Article 226 is supplementary to article 32. However, the scope of article 226 is wider than article 32 by virtue of the term used “for any other purpose” in article 226. The word “for any other purpose” involves enforcement of any rights other than fundamental rights. The proceedings under article 226 are of a summary nature.

This topic has been evolving with time as initially writ jurisdiction being a discretionary power of the court, the court could refuse to exercise its jurisdiction in case of an alternative remedy present. However, The Supreme Court in Mohd. Yasin v Town Area Committee held that an alternative remedy is not a bar to move a writ petition in the High Court to enforce a fundamental right. An exception to this is that in cases where the issue does not relate to enforcement of fundamental rights and there exists an alternative remedy, the parties must first exhaust the alternative remedy available. The Supreme Court in State of Uttar Pradesh v Md. Nooh held that the rule of exhaustion of remedy before invoking writ jurisdiction of the high court under article 226 is a rule of policy, convenience and discretion rather than a rule of law.

The Supreme Court in U P Jal Nigam v Nareshwar Sahai Mathur ; Titaghur Paper Mills Co. Ltd. v State of Orissa and HB Gandhi v Gopi Nath and Sons is that where statutory remedies are available or a statutory Tribunal has been set up, a petition under Article 226 should not be entertained, unless the statutory remedies are ill-suited to meet the demands of any extraordinary situation.

Writ Jurisdiction of the Supreme Court

Article 32 of the Indian constitution provides individuals with the right to approach the apex court in case they feel any of their fundamental rights have been violated. The apex court subsequently may issue writs or take necessary actions in order to restore the rights of the aggrieved. The individuals whose fundamental rights are violated now have the liberty to approach directly to the apex court of the country under article 32 rather than following a lengthier process of first moving to the lower courts for enforcement of their fundamental rights.

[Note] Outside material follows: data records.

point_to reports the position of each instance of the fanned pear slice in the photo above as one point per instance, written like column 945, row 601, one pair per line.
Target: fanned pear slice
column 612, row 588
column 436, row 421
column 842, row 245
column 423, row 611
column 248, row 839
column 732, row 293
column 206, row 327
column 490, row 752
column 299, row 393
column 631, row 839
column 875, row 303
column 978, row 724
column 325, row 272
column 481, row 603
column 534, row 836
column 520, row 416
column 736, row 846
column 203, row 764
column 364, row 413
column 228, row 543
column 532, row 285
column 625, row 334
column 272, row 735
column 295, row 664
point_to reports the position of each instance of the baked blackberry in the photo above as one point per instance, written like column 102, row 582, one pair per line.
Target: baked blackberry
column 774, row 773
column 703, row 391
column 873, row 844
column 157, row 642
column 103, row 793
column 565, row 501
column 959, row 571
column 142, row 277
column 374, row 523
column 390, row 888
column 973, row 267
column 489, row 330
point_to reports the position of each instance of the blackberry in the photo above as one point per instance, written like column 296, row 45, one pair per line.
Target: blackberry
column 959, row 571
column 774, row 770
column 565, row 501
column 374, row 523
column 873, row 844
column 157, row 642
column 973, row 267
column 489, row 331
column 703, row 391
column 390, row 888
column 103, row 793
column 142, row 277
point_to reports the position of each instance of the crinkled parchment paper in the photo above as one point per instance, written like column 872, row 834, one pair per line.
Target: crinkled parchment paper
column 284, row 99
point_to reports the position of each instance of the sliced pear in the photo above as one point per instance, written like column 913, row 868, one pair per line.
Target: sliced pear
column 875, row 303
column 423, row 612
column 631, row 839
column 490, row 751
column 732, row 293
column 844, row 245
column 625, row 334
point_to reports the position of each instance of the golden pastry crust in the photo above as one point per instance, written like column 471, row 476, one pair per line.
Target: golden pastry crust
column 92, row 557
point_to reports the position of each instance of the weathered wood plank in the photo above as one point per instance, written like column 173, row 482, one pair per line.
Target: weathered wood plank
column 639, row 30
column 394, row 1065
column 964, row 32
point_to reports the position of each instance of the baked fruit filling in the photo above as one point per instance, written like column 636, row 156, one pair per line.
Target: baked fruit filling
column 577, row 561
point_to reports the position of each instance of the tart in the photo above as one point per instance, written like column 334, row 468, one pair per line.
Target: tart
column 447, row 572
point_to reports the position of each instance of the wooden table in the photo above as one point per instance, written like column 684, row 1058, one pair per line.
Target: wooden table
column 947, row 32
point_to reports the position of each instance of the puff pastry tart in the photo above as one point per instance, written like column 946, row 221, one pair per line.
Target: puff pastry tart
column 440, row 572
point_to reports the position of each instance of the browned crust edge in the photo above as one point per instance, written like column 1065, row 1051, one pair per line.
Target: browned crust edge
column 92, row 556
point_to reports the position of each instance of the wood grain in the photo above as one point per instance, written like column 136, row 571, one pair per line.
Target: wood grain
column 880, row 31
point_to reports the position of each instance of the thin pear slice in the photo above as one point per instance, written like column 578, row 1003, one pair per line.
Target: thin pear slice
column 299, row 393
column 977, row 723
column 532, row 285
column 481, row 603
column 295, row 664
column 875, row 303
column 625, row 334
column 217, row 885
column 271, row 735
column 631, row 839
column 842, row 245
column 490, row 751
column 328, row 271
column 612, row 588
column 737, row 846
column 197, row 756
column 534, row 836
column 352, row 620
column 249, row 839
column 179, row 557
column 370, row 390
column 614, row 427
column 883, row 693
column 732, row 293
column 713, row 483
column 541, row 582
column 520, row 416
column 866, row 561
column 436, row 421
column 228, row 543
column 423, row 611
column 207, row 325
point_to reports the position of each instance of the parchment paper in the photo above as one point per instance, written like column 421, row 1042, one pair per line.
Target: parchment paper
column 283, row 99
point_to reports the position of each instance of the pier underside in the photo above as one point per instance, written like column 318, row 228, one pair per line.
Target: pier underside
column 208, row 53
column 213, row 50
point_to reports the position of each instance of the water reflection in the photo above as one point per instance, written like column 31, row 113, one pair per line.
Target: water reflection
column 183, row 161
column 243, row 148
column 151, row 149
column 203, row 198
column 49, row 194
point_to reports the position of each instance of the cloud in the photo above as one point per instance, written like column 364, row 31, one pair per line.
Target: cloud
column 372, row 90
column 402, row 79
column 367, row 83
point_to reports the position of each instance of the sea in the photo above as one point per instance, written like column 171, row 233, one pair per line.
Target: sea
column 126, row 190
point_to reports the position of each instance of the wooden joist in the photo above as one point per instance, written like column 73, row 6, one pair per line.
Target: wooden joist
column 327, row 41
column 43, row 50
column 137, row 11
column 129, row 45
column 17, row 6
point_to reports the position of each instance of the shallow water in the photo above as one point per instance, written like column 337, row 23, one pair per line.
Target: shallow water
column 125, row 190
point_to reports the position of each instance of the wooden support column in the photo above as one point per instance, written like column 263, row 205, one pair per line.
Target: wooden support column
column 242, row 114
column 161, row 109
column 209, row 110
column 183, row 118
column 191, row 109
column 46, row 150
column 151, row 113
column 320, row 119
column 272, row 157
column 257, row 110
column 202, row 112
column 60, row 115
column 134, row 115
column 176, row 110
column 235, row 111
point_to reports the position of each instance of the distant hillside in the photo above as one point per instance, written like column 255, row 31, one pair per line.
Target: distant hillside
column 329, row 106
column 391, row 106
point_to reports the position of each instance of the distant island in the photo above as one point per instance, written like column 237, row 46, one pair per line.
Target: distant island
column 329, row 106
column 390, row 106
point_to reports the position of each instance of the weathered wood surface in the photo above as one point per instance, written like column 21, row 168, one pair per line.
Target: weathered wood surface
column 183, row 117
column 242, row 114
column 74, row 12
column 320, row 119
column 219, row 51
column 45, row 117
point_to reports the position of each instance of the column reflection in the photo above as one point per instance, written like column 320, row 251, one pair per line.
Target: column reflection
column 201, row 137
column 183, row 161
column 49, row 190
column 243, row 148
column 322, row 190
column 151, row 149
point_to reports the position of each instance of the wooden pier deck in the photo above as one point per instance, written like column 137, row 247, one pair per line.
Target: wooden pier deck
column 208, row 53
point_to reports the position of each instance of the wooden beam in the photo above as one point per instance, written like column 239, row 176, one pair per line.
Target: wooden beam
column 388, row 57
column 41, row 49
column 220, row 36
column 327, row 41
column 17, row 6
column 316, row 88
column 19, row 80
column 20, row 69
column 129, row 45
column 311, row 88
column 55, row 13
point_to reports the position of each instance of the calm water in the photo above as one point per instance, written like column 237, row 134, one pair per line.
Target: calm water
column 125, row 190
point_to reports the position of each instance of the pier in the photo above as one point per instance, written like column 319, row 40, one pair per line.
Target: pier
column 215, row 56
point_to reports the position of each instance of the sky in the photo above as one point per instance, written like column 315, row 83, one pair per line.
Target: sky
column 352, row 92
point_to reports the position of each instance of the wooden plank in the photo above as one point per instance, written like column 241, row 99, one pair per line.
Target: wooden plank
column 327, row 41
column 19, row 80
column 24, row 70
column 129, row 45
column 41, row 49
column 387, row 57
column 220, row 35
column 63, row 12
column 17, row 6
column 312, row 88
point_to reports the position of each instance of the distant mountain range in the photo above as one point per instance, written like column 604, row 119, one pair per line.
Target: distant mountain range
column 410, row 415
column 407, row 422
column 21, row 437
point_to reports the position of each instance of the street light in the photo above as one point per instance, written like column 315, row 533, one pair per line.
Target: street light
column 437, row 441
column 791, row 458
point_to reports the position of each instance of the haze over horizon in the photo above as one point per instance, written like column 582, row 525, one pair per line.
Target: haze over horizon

The constitutional remedies provided to the citizens are the powerful orders with immediate effect. And the writs are mostly invoked against the state and are issued when PILs are filed. The Writ Jurisdictions which are conferred by the Constitution though have prerogative powers and are discretionary in nature and yet they are unbounded in its limits. The discretion, however, is exercised on legal principles. Therefore, the powers under article 32 and article 226 are the main tools of the individuals for enforcement of their fundamental rights and help us do away with any arbitrariness or judgments based on whims and fancies, hence rightly called the heart and soul of the constitution.